Open enrollment is an opportunity for employers to educate their workforce about attractive benefits offerings that can help boost employee retention, satisfaction and engagement. However, with four or five generations in the workforce, finding a benefits plan that satisfies everyone can be challenging. A 2022 report by analytics and advisory company Gallup found that employees are postponing retirement, with over two-thirds (76%) of U.S. adults aged 65 to 69 still working. Additionally, Generation Z accounts for a growing percentage of the workforce. These generations and those in between have vastly different needs. This article provides guidance for how employers can balance the needs of an age-diverse workforce when developing competitive benefits offerings.
How Age Impacts Desired Benefits
Generations aren’t homogenous, and there may be variations between individual employee needs and desires within a generation. However, age often impacts the benefits that employees most desire. Here’s a traditional breakdown of the preferred benefits for each generation:
- The Silent Generation (1928-1945) generally wants traditional core benefits, retirement benefits and formal employee recognition programs.
- Baby boomers (1946-1964) typically value caregiving benefits, workplace flexibility, comprehensive health care plans, retirement benefits and ongoing training opportunities.
- Generation X (1965-1980) often wants remote work opportunities, flexible scheduling and caregiving benefits.
- Millennials (1981-1996) generally prioritize flexible scheduling, remote work opportunities, student loan repayment programs and ongoing training opportunities.

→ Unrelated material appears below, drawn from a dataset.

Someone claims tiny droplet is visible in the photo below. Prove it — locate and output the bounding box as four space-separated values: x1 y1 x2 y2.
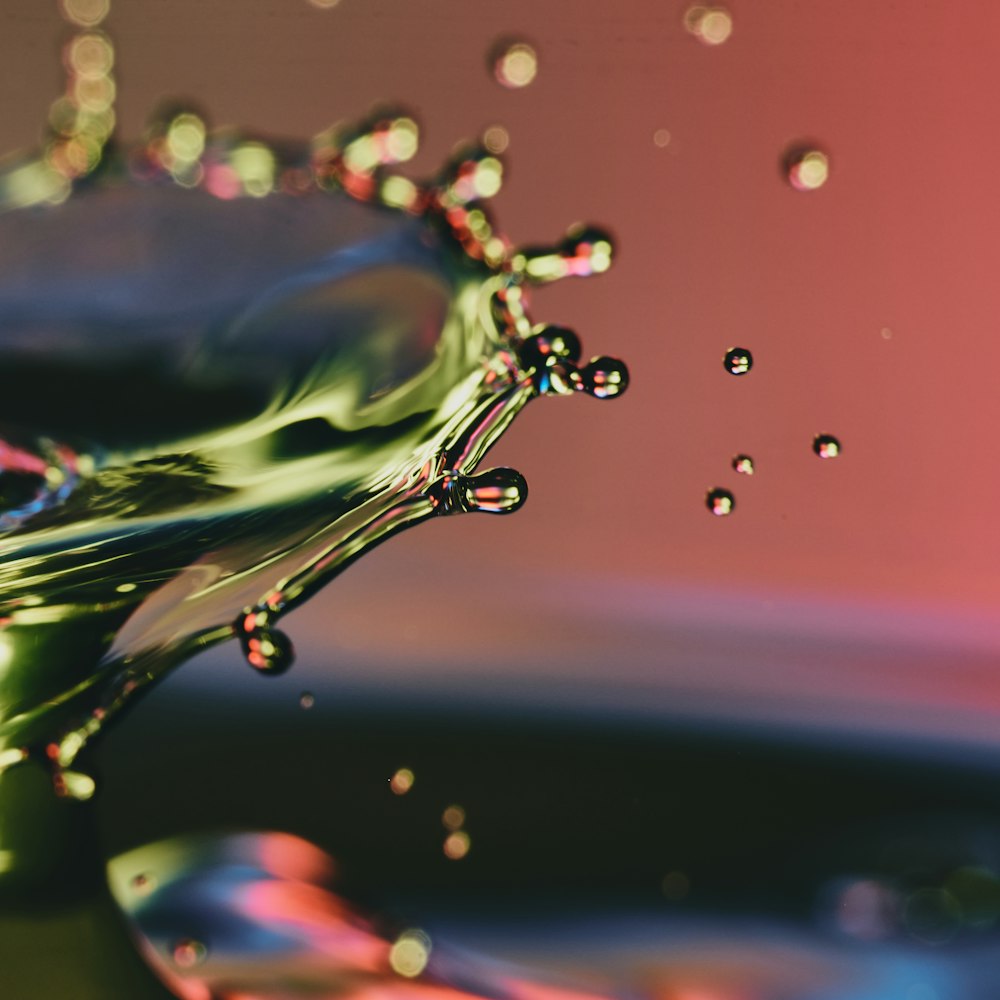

- Generation Z (1997-2012) typically wants flexible scheduling, remote work opportunities and comprehensive employee assistance program benefits.
Navigating Differences in Desired Benefits in Preparation for Open Enrollment
Creating a benefits plan that satisfies every generation in the workforce may seem daunting. However, employers should remember that they don’t have to meet the exact desires of every generation. Rather, a successful multigenerational benefits plan will contain something of value for everyone. Therefore, choosing benefits for a multigenerational plan may be similar to what employers are already doing. The following steps can help employers create benefits plans that meet their budget and their employees’ needs:
- Determine the primary goal (e.g., reducing costs or improving employee attraction and retention).
- Survey employees about their benefits preferences.
- Decide on a budget.
- Select benefits that align budget requirements with employee desires.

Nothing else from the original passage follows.